Finding EBS Boot Volumes
Recently I got a question on how to find boot volumes of AWS instances. While I did not get any background on the purpose of this, I found the task interesting enough to dig a bit deeper. As in “down to the binary level”. Interested?
There are two different cases to check: are the volumes attached to an instance or are they some historic remains in an “available” state.
Option 1: Attached
If volumes are attached, the task is easy.
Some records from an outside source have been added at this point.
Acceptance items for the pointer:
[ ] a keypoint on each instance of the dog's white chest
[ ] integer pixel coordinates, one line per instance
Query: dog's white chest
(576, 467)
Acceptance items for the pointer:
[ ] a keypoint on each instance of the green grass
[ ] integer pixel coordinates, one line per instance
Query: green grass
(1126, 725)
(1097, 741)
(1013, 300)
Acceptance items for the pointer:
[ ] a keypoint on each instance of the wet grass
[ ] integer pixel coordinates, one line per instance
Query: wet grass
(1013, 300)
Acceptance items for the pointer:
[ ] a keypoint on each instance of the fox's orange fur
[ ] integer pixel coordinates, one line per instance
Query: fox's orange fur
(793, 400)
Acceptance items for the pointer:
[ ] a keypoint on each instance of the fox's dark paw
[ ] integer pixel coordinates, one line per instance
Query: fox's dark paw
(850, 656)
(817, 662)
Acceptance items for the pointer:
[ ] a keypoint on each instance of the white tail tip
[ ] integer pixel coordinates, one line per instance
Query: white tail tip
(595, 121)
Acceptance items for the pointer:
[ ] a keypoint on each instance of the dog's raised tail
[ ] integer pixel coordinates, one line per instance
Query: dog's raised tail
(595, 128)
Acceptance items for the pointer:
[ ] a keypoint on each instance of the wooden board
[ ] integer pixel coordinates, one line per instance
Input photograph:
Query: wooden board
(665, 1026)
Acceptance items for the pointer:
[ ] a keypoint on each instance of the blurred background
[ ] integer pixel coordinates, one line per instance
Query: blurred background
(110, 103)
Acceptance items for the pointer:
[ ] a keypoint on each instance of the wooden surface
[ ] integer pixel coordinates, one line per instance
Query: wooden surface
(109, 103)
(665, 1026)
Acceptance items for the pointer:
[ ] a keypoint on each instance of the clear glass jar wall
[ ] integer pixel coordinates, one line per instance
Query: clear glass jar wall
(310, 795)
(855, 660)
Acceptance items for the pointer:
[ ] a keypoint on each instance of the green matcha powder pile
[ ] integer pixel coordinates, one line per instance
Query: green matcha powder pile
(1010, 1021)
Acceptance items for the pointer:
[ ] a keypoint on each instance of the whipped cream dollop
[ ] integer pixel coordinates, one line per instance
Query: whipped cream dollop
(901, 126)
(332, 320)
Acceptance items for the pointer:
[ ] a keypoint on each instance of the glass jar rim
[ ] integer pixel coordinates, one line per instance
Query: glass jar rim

You just have to look at the volumes and if they are attached to an instance either as /dev/xvda
or /dev/sda1
. You do not even need a script for this, but can use an AWS CLI call with a JMESPath-based query:
aws ec2 describe-volumes --query 'Volumes[].Attachments[?Device == `/dev/xvda` || Device == `/dev/sda1`][VolumeId][][]'
This will list all volumes, filter for those which have Attachments
to one of those two devices, only leave the volume ID and flatten this to a nicely parseable list:
[
"vol-29b1412a3d29c3ef0",
"vol-02b4f228355b03bbf",
"vol-55ee29db406f77b23",
"vol-fd430a5139d351f93",
"vol-f0da25b823de17d19"
]
There might be AMIs that have different root volumes, though. Before doing anything rash, check if there are instances that use a different convention.
Option 2: Not Attached
Now, if you want to get the same information when EBS volumes are not attached - you seem to be out of luck: As every volume is just a virtual hard drive, there is no indicator in any AWS API on the type of volume. You can attach data volumes to instances and will only be able to see if it worked if you can connect to the instance or see error messages with the “instance screenshot” function.
But if you have regular snapshots (aka backups) configured for your instances, we can go deeper.
EBS direct APIs
One little-known fact is, that AWS introduced the ability to read and write partial snapshots back in December 2019. This is intended for backup/recovery tools that can retrieve parts of a snapshot for file-level restores and similar actions. I already blogged about some possible EBS direct API security implications a while back.
For our use case, this allows us to access parts of the snapshots (you cannot access volumes in this way) to check for their contents. Why is this enough? It’s called …
Partition Tables
If you ever had to debug boot issues or had some level of data corruption, you probably already touched partition tables. Simply put, these are reserved areas on a hard drive (virtual or physical) which give metadata about its contents. You find information about the size of its data areas, the used filesystems, the overall structure, and which partitions are enabled for booting an operating system. This is what we are searching for.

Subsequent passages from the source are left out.